I do not see why they could not shutdown and patch your desktops if the JBoss app server is running. I think they are confusing production machines with desktop development machines. If your desktop reboots to apply a patch, who cares that the app server is down? Only you. But then your whole desktop rebooted so it is not like you could do anything anyway.

One solution that we implemented was to take offending machines and place then on a private network. Several of our machines could not be upgraded to meet corporate security requirements for various reasons, so we placed them all on a separate network with their own routers, etc. We then took a "corporate approved" machine on the corporate network, added in a second NIC and connected that NIC to the private network. To gain remote access to a machine on the private network, we remote desktop (or VNC) to the "bridge" machine, and from there remote desktop (or VNC) to the desired machine.
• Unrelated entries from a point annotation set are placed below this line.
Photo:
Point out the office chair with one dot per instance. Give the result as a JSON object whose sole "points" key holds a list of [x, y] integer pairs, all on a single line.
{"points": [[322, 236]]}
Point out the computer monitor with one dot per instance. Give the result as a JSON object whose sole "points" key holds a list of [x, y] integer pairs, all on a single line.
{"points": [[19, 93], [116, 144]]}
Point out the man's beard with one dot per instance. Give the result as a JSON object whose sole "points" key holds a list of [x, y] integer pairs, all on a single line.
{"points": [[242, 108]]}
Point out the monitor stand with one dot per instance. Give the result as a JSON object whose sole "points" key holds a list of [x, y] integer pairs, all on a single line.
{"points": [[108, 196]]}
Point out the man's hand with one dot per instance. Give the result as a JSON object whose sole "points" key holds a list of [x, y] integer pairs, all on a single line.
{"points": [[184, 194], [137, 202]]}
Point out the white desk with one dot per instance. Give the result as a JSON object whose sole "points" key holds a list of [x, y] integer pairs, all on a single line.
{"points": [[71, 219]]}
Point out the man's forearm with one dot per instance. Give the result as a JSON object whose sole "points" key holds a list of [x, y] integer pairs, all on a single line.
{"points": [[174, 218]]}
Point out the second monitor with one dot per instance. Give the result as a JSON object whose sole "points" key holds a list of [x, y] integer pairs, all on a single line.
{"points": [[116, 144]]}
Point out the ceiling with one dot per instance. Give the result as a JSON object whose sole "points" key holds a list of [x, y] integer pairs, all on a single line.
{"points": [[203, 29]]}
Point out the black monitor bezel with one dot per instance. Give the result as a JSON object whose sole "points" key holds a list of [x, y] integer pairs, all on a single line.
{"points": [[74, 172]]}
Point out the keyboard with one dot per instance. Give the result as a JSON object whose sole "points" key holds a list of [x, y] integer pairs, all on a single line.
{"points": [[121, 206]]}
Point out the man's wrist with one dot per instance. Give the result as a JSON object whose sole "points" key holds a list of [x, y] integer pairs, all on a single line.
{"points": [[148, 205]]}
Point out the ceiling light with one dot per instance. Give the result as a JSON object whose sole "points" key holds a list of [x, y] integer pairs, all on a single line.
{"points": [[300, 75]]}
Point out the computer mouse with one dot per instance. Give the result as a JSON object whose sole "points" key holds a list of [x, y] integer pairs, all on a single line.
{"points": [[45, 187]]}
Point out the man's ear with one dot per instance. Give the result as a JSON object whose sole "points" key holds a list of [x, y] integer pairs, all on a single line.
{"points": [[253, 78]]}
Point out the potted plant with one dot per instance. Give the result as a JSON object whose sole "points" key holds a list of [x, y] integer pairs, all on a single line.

I think in your situation I would ask for a second desktop (most places have older PCs sitting around), hook the second desktop to the corporate network to do email, etc. Then take my primary desktop off the network and do my development work in peace. If several people in your group are in the same situation, you could network all of the development PCs and perhaps get another PC to host the database. You could even use that PC as the "bridge" to the corporate network.

We do the same as PeterJ mentioned in the last paragraph.

Our environment is an extremely secured area and network. Therefore they gave us a separate pc to go on the the secured network to view email within the corporate environment.

Our development PCs are on a separate isolated network with each of our own JBoss sandbox. We need our individual sandboxes to develop in, till we were able to interface our platform developments together. If we didn't we would be stepping on one anothers processes before we were ready to interface.

Ah, one more thing. That PC they gave me for my secured email, after 1 year I told them to get rid of it out of my cubicle and they did. I believe, if the only function of a PC is to run my email and produce nothing at the end of the day like my development machines do, it wasn't worth to keep.

That machine was so secured with software and hardware (and I could not even admin that PC for basic maintenance). I would come in every morning and see it on because the network admins ran remote scans and updates nightly. No wonder it burned up 2 hard drives. As far as my development PCs (two of them), they have ran great for 4 years no problems.:)

They took out that PC, 1 month ago when they noticed I had unplugged it and had it plastered it with post-its and taped class diagram pages on its PC monitor. I couldn't use the monitor for my other PCs because it was a security violation. Go figure.

Now I read my email at home with better security then I had at work.

adldev - ROTFLOL! Your story is a classic, thanks for brightening my day.